They think that if you emigrate to the UK and are not British citizens that you shouldn't be entitled to out-of-work benefits, housing benefit or social housing, free healthcare (should be paid for by country you normally reside in) or free education until you have paid taxes here for a certain number of years.
Why count it in number of years rather than in amount of tax contributions? A high earning foreigner - of which there are many, particularly in London - may well pay more taxes in a few months than some British born and bred have ever paid. And once other countries take retaliative action we will be deluged with British ex-pats scurrying home, their tails between their legs, asking for housing, healthcare and education.
If you can't afford private housing, or to HE or privately school your children for those years then you shouldn't chose to move here.

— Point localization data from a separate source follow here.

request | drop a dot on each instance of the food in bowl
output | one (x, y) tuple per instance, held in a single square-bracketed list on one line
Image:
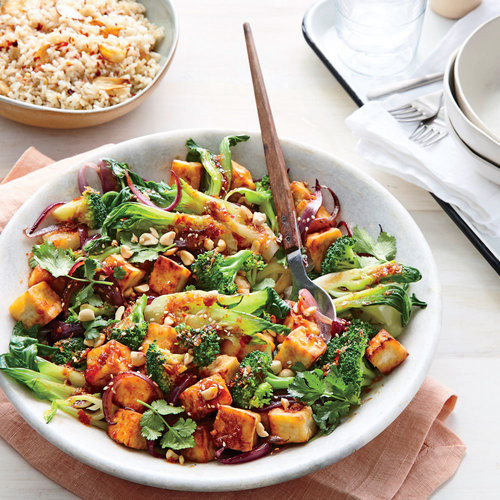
[(163, 312), (71, 54)]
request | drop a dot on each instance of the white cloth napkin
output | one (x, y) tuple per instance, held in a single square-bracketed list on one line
[(445, 169)]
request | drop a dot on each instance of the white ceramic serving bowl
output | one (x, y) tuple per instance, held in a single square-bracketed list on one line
[(160, 12), (364, 202), (475, 140), (477, 77)]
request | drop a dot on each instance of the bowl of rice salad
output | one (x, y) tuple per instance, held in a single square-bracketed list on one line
[(80, 63)]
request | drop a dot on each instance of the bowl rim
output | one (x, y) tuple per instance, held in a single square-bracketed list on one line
[(452, 101), (458, 71), (266, 477), (78, 112)]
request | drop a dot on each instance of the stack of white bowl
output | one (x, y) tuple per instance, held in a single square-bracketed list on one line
[(472, 97)]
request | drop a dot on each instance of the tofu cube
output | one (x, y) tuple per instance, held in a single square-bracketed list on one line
[(293, 425), (193, 398), (168, 276), (38, 305), (318, 243), (203, 450), (126, 429), (300, 345), (235, 428), (267, 345), (241, 177), (385, 352), (64, 239), (39, 274), (224, 365), (190, 171), (130, 389), (133, 275), (165, 336), (102, 362)]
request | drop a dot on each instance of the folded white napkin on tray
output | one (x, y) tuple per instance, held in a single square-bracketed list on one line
[(445, 169)]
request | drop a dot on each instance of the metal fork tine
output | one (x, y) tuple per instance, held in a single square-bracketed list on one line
[(441, 135)]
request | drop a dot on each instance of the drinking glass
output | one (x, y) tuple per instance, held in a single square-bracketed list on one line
[(378, 37)]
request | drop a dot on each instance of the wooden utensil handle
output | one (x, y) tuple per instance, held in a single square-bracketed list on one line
[(276, 167)]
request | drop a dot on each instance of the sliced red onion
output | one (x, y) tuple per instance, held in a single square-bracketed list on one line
[(40, 232), (82, 234), (151, 449), (258, 452), (324, 322), (185, 381), (108, 393), (310, 210), (106, 176), (344, 224), (82, 176), (45, 213)]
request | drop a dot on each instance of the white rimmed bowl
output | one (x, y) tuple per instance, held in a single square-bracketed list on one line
[(160, 12), (475, 140), (364, 202), (477, 78)]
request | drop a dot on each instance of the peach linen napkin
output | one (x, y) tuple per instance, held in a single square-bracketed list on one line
[(409, 460)]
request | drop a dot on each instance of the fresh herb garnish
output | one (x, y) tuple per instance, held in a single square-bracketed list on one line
[(177, 436)]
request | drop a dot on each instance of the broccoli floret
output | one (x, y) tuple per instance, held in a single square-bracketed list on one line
[(132, 330), (249, 387), (88, 209), (347, 351), (203, 342), (340, 256), (71, 351), (157, 360), (353, 280), (216, 272)]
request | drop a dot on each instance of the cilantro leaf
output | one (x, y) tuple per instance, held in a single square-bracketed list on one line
[(119, 273), (141, 253), (383, 249), (180, 435), (55, 260), (153, 425), (93, 328)]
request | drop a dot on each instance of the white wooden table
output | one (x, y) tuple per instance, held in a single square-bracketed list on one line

Seriously? You want to set the income bar so high that people have to show themselves able to find 20k+ per year for private education before coming here? You do know that this would utterly destroy our universities, our scientific research, our engineering companies, our financial industry etc etc. All of these recruit highly skilled foreign workers, generally on decent salaries, but not necessarily salaries which suffice to pay school fees.
Didn't Labour under Gordon Brown remove a lot of school places, despite the evidence that more places would be needed a few years down the line? Why aren't people angrier about half-full failing academies and free schools in the wrong areas draining the education budget?